Resolving In Place Alters - Part 2

aford's picture

In Part 1 I talked about how I knew that the prescribed method of resolving the pending in place alters in my large table by simply issuing a single large dummy update statement to update each row won't work for large tables. There are just too many problems with long transactions, locks and excessive I/O that can trash the engine.

I decided the first thing I would try would be to update every row in the table, but do it in multiple transactions to avoid long transactions and holding on to a lot of locks. Nothing too interesting, pretty standard stuff really. The logic looks like this:

set isolation dirty read;
select {+full (large_table)} primary_key from large_table;

updated = 0
for each row:
update large_table set primary_key = primary_key where primary_key = row.primary_key
updated = updated + 1

if updated mod 1000 == 0:
commit work;

if updated mode 1000 != 0:
commit work;

Next I was able to find an SQL that could tell me how many pending in place alters a table had remaining.

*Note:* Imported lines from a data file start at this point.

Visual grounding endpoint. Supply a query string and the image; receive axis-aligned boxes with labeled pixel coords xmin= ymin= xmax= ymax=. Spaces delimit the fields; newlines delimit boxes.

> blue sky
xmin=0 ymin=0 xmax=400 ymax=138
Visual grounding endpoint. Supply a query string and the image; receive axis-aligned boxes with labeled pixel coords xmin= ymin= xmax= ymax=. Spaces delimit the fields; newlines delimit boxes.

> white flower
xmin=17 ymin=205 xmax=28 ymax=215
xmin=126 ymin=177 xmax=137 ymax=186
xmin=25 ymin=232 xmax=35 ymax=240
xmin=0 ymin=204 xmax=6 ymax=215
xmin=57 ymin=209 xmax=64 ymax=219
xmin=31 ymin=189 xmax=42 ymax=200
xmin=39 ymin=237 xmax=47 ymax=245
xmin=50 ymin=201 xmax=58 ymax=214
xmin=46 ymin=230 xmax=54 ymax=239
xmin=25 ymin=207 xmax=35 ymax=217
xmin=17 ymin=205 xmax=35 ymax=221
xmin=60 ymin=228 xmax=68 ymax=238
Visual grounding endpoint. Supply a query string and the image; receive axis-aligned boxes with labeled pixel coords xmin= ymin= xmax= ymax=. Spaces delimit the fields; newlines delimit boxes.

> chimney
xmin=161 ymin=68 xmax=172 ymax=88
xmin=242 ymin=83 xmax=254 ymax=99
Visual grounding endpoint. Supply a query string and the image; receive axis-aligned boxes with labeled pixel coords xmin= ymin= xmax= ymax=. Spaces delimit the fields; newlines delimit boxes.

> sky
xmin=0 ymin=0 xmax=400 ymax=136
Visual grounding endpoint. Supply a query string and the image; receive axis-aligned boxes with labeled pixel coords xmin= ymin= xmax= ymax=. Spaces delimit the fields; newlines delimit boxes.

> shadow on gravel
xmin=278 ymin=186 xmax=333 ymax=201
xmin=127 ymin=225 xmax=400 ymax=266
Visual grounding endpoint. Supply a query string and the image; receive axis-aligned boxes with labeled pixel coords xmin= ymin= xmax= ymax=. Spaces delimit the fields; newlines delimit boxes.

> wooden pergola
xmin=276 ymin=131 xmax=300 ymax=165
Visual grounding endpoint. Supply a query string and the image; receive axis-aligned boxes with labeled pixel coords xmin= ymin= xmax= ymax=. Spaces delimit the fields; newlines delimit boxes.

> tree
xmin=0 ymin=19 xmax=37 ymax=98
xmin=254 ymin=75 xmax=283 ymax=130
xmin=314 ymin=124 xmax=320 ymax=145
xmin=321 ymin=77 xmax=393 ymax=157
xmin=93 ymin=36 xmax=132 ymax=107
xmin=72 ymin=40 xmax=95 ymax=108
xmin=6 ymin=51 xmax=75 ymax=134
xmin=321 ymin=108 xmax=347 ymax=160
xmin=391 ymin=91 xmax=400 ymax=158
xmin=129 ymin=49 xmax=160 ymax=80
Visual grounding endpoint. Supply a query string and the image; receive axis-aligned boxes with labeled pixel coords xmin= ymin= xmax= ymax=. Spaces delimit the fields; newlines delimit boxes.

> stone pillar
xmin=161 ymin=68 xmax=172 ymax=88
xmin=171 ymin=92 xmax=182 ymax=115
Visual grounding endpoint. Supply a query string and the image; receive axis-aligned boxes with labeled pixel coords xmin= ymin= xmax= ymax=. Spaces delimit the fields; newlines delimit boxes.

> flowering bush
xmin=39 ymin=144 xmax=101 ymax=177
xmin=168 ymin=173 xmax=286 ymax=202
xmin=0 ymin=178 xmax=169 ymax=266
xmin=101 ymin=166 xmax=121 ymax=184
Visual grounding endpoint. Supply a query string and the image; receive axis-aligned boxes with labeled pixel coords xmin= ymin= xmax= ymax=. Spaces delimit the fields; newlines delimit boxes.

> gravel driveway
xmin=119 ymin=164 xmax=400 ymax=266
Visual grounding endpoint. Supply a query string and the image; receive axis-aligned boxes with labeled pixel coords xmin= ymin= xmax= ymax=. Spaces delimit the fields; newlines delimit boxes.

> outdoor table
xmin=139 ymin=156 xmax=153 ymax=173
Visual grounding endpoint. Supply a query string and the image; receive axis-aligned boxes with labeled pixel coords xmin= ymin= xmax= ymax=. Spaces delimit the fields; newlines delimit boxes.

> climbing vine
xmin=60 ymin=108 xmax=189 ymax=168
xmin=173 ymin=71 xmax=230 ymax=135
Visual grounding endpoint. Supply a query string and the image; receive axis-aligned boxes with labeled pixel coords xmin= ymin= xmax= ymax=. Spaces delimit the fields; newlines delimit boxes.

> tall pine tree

I used this information to stop updating when all of the pending in place alters had been resolved. Not the most exciting thing in the world, but it could be helpful if you have a bunch of IPAs only at the beginning of the table. I could see this happening with some kind of transaction table that get added to, but never updated. Anyway, that SQL looks like this:

nvl(sum(pta_totpgs), 0)::integer pages
sysmaster:sysactptnhdr h,
sysmaster:systabnames t
h.partnum = t.partnum and
t.dbsname = "dbname" and
t.tabname = "tablename"

The final and most interesting thing to come out of this failed experiment was throttling the updates if the server was getting busy. Before allowing the update loop to start a new transaction I checked to make sure the following conditions were met:

  • No Cleaner threads running
  • BTScanner is not scanning an index
  • No thread waiting on a log buffer
  • No backup (logical log or level 0, 1, 2) is running
  • Update Statistics is not running
  • The load average is below a certain threshold
Mostly we are trying to avoid overloading the I/O with these checks and I would pause all work until all of these conditions are met. Sure, I want to resolve these IPAs as quickly as possible, but not at the expense of overwhelming the engine and impacting production.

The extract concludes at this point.